Enfin, les règlements d’application pour la réforme de la gouvernance d’entreprise dans les entreprises publiques ont été envoyés pour consultation publique. Le paquet de cinq règlements subordonnés vient après l’adoption de la Loi sur les entités juridiques appartenant à la République de Croatie au Parlement en octobre. Cela a été attendu pendant 35 ans ; peut-être aurait-il fallu encore 35 ans si la Commission européenne n’avait pas fait du chantage avec le paiement des versements trimestriels des fonds européens, et l’OCDE avec l’adhésion à l’organisation.
Ils ont été présentés par le ministre des Finances Tomislav Ćorić, qui a déclaré que l’objectif est d’établir un système moderne de gouvernance pour les entreprises en propriété d’État. Après avoir lu les règlements, on pourrait dire, de bonne foi et diplomatiquement, qu’il serait une énorme surprise si le changement de forme change également la manière dont le gouvernement HDZ a géré les entreprises publiques au cours des dix dernières années.
Politique de propriété, qu’est-ce que c’est ?
Les médias, comme prévu, se sont immédiatement emparés du sujet de qui sera choisi pour les conseils d’administration de HEP, des Forêts croates, de HŽ, de HAC, de la Loterie croate, et d’une trentaine d’autres entreprises qui génèrent des revenus annuels dépassant dix milliards d’euros. Cependant, les questions clés sont autre chose.
La première est quel type de politique de propriété le Premier ministre Andrej Plenković entend poursuivre. Je demande aux lecteurs de se concentrer. Dans l’un des documents du paquet présenté, il est indiqué : ‘Dans le contexte d’un environnement économique moderne, où les principes d’efficacité, de transparence et de développement durable sont soulignés, la politique de propriété représente un cadre clé pour la gestion de ces entités juridiques. L’objectif est d’atteindre un équilibre entre l’intérêt public et les principes du marché, maximisant la contribution de ces entités juridiques à la société et à l’économie.’

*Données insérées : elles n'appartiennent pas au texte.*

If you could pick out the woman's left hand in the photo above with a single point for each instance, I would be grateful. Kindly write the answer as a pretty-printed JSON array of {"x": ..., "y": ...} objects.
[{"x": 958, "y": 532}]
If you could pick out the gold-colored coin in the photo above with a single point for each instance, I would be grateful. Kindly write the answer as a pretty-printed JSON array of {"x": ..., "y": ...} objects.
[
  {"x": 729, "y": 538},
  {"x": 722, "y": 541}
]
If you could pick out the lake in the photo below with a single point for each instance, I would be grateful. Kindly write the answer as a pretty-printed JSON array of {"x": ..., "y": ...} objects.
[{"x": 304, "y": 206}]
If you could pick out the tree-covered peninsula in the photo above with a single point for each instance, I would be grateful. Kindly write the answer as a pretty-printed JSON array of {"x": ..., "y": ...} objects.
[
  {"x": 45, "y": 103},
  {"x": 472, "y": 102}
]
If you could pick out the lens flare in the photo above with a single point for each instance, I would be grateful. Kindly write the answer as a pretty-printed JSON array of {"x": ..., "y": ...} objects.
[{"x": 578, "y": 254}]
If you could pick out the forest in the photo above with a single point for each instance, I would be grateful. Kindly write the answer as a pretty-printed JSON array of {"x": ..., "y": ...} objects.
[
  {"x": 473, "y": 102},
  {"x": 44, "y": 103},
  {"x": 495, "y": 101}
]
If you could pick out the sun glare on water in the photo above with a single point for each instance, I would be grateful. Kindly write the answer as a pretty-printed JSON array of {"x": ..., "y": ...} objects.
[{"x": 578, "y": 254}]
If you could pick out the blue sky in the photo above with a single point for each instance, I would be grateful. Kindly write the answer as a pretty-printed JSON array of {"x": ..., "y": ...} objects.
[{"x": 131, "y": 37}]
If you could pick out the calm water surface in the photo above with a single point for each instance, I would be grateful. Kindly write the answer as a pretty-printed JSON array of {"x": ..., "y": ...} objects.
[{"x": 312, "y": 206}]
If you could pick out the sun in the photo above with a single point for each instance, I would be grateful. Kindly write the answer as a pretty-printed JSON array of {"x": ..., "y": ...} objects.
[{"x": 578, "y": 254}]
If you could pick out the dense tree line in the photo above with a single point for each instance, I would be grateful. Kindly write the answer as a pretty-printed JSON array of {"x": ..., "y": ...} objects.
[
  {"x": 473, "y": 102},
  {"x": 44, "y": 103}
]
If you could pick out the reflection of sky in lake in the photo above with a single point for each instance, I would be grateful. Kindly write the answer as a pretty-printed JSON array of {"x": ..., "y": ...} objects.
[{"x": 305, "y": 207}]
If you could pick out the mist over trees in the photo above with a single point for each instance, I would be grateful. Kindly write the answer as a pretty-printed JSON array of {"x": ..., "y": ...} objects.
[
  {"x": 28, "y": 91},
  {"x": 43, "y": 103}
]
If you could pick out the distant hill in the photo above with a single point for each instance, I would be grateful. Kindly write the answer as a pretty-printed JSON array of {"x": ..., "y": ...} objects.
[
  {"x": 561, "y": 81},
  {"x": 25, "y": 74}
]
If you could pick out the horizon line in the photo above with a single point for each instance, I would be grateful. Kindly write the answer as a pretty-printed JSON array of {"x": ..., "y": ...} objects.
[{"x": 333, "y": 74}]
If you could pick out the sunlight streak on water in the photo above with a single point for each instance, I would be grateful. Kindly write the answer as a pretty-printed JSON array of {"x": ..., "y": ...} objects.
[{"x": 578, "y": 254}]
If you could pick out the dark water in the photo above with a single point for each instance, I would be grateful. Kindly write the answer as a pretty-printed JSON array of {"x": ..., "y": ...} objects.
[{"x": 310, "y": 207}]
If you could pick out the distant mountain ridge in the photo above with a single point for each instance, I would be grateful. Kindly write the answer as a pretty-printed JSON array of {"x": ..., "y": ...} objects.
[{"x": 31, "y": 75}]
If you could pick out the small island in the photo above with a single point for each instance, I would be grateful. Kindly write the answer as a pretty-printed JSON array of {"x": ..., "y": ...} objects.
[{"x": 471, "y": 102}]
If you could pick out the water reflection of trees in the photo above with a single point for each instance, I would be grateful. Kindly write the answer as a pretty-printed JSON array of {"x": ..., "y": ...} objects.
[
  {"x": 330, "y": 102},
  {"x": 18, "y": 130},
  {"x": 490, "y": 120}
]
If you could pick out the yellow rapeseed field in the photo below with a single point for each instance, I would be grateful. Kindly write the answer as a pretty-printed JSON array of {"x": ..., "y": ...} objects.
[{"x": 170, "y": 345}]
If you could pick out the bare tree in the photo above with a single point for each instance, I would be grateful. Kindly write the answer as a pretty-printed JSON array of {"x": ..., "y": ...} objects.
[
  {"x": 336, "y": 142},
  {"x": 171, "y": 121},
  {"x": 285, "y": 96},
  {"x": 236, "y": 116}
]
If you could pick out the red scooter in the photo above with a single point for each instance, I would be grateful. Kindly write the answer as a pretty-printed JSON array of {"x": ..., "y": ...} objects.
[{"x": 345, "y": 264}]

La clé est ‘équilibre entre public et marché’. Quoi que cela signifie. Étant donné que les objectifs pour chaque entreprise publique devraient être exprimés numériquement, le chroniqueur achètera du pop-corn et regardera avec intérêt si les propriétaires ont la volonté politique et la capacité intellectuelle de spécifier les exigences pour la gestion des entreprises.
Lors de la présentation du paquet de mise en œuvre au ministère des Finances, il a également été souligné que ‘l’objectif de la réforme de la gouvernance d’entreprise est principalement la transition d’un modèle de pouvoirs de propriété dispersé à un modèle centralisé’. Ce qui est surprenant. Le Premier ministre Andrej Plenković n’a-t-il pas destitué et nommé des présidents et des membres des conseils d’administration des entreprises publiques lors de nombreuses réunions gouvernementales ? Tout indique que l’ancienne pratique est simplement enveloppée de procédures qui satisferont formellement la CE et l’OCDE.